Il maestro Bianchi era il maestro Bianchi e, come prima di lui la maestra Pozzi e dopo di lui il maestro Turelli, non aveva nome, era il maestro Bianchi e basta, e anch’io mica ero Aldo, ero o Busi o Barbì, il figliolino della capra per via dei miei capelli ricciolini, nessuno si chiamava per nome a quel tempo, donne a parte e solo tra di loro faccia a faccia, tanto si chiamavano quasi tutte Mariô, e se non ci si chiamava per cognome era per nomignolo, Bèk, Polastrel, Ciaelô, Gosatù, Rescàt, Bèlôfigô, sempre per un uomo.

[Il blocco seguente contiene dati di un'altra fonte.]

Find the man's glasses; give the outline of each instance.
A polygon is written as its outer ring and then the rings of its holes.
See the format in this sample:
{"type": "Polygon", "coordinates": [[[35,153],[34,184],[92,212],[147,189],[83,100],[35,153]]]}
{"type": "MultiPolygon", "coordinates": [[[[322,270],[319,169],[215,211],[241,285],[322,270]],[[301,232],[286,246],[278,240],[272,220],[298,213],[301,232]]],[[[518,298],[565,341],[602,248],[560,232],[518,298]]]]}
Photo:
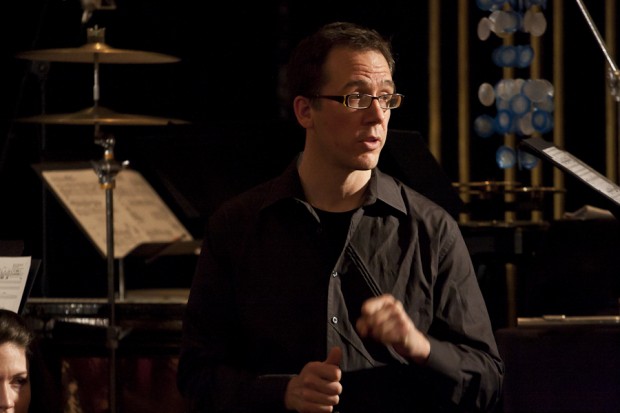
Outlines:
{"type": "Polygon", "coordinates": [[[377,99],[381,109],[396,109],[403,102],[405,96],[400,93],[388,93],[379,96],[367,95],[365,93],[353,93],[341,96],[315,95],[314,97],[334,100],[353,109],[367,109],[372,105],[372,101],[377,99]]]}

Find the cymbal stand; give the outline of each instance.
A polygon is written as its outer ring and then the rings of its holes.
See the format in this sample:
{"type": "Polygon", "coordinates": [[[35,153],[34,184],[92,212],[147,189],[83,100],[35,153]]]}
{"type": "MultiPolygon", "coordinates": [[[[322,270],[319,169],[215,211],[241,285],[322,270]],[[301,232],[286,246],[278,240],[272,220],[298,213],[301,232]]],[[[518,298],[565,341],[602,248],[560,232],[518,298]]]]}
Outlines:
{"type": "Polygon", "coordinates": [[[99,184],[105,190],[106,202],[106,244],[108,264],[108,305],[110,308],[106,344],[110,350],[109,359],[109,403],[110,413],[116,412],[116,349],[120,340],[120,332],[116,327],[115,314],[115,277],[114,277],[114,199],[113,191],[116,185],[116,175],[129,163],[118,163],[114,159],[114,137],[104,136],[95,125],[95,143],[104,148],[103,159],[93,161],[93,167],[99,178],[99,184]]]}
{"type": "Polygon", "coordinates": [[[609,52],[609,49],[607,48],[607,45],[605,44],[605,40],[603,39],[603,37],[601,36],[601,33],[596,28],[596,25],[594,24],[594,20],[592,19],[590,12],[588,12],[588,9],[586,8],[585,4],[583,3],[582,0],[576,0],[576,1],[577,1],[577,5],[579,6],[579,9],[581,10],[581,13],[585,17],[586,22],[588,23],[588,26],[590,27],[590,31],[592,31],[592,34],[596,38],[596,42],[600,46],[601,51],[603,52],[603,55],[605,55],[607,64],[609,65],[609,70],[608,70],[609,90],[610,90],[611,96],[616,101],[616,122],[618,122],[616,126],[616,132],[618,134],[618,137],[616,139],[616,171],[615,172],[616,172],[616,178],[620,182],[620,69],[618,69],[618,65],[616,64],[614,59],[611,57],[611,53],[609,52]]]}

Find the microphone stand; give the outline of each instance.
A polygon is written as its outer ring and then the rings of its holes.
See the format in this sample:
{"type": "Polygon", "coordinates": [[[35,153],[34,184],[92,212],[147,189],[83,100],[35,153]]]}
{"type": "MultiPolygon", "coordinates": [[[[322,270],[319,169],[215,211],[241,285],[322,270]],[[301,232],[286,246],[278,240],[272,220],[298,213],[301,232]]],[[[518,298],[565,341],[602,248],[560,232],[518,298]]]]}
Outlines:
{"type": "Polygon", "coordinates": [[[588,23],[588,26],[590,27],[590,30],[592,31],[592,34],[596,38],[596,42],[599,44],[603,52],[603,55],[605,55],[607,64],[609,65],[609,71],[608,71],[609,90],[610,90],[611,96],[614,97],[616,101],[616,122],[617,122],[616,133],[618,134],[618,138],[616,139],[616,155],[617,155],[616,156],[616,172],[617,172],[616,180],[620,180],[620,165],[618,165],[618,163],[620,163],[620,70],[618,69],[618,65],[616,64],[614,59],[611,57],[611,53],[609,52],[609,49],[607,48],[605,40],[603,39],[603,37],[601,36],[601,33],[596,28],[596,25],[594,24],[594,21],[592,20],[592,16],[590,15],[590,12],[588,12],[588,9],[586,8],[585,4],[583,3],[582,0],[576,0],[576,1],[577,1],[577,5],[579,6],[579,9],[581,10],[581,12],[583,13],[583,16],[586,19],[586,22],[588,23]]]}

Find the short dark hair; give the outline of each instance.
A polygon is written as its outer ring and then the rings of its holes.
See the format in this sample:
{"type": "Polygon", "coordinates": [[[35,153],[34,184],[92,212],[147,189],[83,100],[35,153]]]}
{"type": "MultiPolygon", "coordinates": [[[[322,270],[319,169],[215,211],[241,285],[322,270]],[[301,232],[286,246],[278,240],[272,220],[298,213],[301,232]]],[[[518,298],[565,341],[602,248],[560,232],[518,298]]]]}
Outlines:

Eravamo più la radice che la gemma, ci suonava storto se qualcuno nel declinare le proprie generalità osava anteporre al cognome il nome che per pudore andava posposto, e per la fusione della radice con la gemma nel frutto c’era tutto il tempo. Io mi sono reso conto che si chiamava Agostino solo decenni dopo, dal suo coinvolgimento nel fondare e allestire – da sanguigno, suppongo, partigiano mai ex – il Museo Storico del Risorgimento nell’abside della Chiesa del Suffragio, o forse l’ho saputo addirittura dai manifesti funerari che dicevano anche che era nato nel 1921, ma pure adesso faccio fatica a ricordarmelo con quel suo nome di battesimo, però so come fare a ingannare la memoria mai impressa da scolaretto: passo dall’omonimo romanzo di Moravia e ci sono, e eccolo lì per intero, maestro Bianchi Agostino, come fosse il titolo di un quadro di Chagall e lui un uomo allampanato e sognatore che vola sopra i tetti delle scuole elementari di Piazza Trento recando per me nella destra un trofeo prodigioso: un coloratissimo pesciolino piatto con le guance paffutelle tutte rosa e gli occhioni neri e la coda verde bandiera e la boccuccia rosa tirata in su che… ride!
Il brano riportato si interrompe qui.